When I reached the pithead there was always the same thrill. There was the sun shining. It was shining on the green and yellow fields, shining on the rows of trees that marked off the fields, on the winding roads that cut through them. It was shining on the distant hills and the pits that were dotted around. And the sky was blue with maybe a white puffball here and there. There would always be a wind blowing, a cool wind from the west and the sea. And as I looked on all these things, the same wonder always started inside me. I suppose it’s because you can’t appreciate heaven until you’ve had a taste of hell.
How can you know the magic of sleep when you’ve never known weariness? or the magic of water when you’ve never known thirst? or the great sweetness of things like bread and potatoes if you’ve never been hungry?
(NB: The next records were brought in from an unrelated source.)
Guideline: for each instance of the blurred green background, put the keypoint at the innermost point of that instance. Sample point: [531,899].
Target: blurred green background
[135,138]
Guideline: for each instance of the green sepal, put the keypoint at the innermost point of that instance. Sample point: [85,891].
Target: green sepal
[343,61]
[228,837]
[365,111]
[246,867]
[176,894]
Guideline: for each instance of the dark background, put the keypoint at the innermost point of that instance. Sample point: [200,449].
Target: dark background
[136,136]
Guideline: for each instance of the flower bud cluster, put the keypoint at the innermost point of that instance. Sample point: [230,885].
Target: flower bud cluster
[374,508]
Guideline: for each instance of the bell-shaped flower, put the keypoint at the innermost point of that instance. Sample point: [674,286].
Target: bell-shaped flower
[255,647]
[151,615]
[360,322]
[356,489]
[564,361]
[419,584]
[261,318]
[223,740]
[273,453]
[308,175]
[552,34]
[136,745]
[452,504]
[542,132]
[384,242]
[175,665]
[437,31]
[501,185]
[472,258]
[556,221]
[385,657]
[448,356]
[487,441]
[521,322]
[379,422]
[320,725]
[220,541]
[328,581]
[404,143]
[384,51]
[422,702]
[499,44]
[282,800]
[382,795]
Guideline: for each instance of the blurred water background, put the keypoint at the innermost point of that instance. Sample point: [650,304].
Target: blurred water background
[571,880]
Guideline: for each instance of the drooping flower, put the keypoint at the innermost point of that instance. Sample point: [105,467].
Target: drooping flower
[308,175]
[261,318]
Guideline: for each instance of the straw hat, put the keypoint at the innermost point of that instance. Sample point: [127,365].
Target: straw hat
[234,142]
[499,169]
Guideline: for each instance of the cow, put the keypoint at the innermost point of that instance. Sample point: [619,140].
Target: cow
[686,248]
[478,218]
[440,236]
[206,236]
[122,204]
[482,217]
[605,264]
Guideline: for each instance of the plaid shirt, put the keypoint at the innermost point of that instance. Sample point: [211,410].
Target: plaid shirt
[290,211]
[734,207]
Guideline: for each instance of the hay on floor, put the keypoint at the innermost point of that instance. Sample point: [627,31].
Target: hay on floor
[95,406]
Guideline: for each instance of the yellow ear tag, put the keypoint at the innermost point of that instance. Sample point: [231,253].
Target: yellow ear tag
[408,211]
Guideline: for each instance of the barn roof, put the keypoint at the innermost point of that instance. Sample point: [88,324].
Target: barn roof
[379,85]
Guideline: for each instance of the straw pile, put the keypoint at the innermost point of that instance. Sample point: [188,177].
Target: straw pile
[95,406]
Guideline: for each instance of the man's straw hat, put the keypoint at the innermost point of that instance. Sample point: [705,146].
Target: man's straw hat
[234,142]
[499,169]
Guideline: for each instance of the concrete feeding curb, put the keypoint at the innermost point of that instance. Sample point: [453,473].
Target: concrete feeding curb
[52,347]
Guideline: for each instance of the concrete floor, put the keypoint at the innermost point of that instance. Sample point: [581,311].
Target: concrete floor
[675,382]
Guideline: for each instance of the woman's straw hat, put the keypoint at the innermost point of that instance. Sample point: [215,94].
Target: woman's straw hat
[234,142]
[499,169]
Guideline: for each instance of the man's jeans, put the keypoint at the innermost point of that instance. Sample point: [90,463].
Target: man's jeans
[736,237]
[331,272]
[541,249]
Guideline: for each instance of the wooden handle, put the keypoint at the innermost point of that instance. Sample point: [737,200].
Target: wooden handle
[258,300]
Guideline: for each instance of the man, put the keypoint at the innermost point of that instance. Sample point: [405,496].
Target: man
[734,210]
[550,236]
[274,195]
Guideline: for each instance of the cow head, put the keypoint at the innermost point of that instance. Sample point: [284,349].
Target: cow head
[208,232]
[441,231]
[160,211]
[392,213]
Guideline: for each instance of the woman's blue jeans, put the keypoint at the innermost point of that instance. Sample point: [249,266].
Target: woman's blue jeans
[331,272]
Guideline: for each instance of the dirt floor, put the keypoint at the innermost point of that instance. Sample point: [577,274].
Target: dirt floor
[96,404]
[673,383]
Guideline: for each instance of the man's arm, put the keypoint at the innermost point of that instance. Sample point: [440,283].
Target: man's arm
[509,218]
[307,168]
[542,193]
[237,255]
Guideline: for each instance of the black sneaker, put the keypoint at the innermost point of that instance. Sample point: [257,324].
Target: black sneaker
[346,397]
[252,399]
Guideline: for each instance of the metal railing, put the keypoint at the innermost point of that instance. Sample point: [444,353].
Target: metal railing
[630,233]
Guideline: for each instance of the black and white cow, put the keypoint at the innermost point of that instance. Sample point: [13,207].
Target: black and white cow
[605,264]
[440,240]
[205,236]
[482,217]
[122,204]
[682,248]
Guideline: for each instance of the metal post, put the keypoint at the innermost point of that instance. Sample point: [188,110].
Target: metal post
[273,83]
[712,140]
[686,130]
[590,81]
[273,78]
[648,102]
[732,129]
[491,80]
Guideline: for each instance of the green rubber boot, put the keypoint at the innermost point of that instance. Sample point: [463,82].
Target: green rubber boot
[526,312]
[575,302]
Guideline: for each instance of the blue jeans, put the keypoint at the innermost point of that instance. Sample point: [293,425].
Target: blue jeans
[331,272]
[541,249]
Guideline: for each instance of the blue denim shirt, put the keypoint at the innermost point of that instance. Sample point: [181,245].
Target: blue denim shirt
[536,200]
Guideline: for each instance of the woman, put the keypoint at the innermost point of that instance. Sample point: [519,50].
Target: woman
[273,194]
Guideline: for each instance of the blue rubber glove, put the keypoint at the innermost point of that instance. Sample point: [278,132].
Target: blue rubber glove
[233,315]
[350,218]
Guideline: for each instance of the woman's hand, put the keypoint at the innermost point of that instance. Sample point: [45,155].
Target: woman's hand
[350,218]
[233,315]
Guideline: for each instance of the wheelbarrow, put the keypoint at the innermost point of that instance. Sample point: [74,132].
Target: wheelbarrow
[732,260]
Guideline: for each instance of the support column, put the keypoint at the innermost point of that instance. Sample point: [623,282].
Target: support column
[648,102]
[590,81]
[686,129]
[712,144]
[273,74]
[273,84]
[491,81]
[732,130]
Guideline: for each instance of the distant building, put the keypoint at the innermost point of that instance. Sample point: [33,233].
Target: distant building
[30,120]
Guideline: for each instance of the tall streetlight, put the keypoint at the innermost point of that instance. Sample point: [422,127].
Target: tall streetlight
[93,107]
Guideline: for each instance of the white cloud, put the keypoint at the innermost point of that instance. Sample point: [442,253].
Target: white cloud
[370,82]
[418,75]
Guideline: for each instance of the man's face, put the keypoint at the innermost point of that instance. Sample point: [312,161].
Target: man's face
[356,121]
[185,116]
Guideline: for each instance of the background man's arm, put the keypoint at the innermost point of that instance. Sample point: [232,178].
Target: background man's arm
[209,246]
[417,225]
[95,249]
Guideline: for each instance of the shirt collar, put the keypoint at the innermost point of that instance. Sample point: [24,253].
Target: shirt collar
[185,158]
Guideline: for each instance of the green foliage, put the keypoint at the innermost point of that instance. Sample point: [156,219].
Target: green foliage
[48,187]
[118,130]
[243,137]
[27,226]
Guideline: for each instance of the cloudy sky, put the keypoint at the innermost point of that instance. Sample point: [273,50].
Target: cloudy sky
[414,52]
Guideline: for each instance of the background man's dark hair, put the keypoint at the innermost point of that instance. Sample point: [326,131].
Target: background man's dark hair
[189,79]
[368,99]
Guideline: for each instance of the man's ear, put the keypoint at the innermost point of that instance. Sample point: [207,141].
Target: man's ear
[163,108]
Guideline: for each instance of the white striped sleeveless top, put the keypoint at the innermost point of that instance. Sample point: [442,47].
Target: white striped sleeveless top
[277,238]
How can you know the magic of earth until you have been absent from it, only to return on a spring morning?
I’d think of these things as I stepped into the bus, packed with morning faces that had slept in soft beds while I toiled. And standing in the passage, I’d look at these blameless folk with cynical contempt, for I had been where they could never be, and had endured what they would never have to endure.
I knew this when I stepped off the bus and walked down the street, and saw through the baker’s window the moving angelic forms of white-clad girls. They left no ache in my heart now. It was right that they should be where they were, and be what they were; it was right that I should do what I did, and be what I was. For if the things I did must be done, then it was right that I should do them and endure them, for they would break others, but they would never break me.
I’d go to where I lodged, and wash leisurely and eat leisurely. I’d go into my room, which had a sloping ceiling because it was under the roof. Lying in bed I could see through the window to the street below, with housewives passing and children going to school. My eyes would close and open as I tried to fight sleep and sweet surrender.
I was always sure to awaken two or three hours later, and then the misery of being unable to sleep would begin, and the misery of all that happened last night drawing nearer and all to be gone through again.
That’s how it was then, twenty-odd years ago, and maybe you’ll ask what’s the point of putting down all this, now that it belongs to the past and I’ve got over it.
Well, the point is this. That was the time I should have been living my youth, and I didn’t know it. Now it’s gone, and can never be lived. And because what happened to me then is happening now, wherever there are coal mines. There are boys rotting away their lives, as I rotted mine, and like me they don’t know it. It’s happening in America, in Europe, all over the world.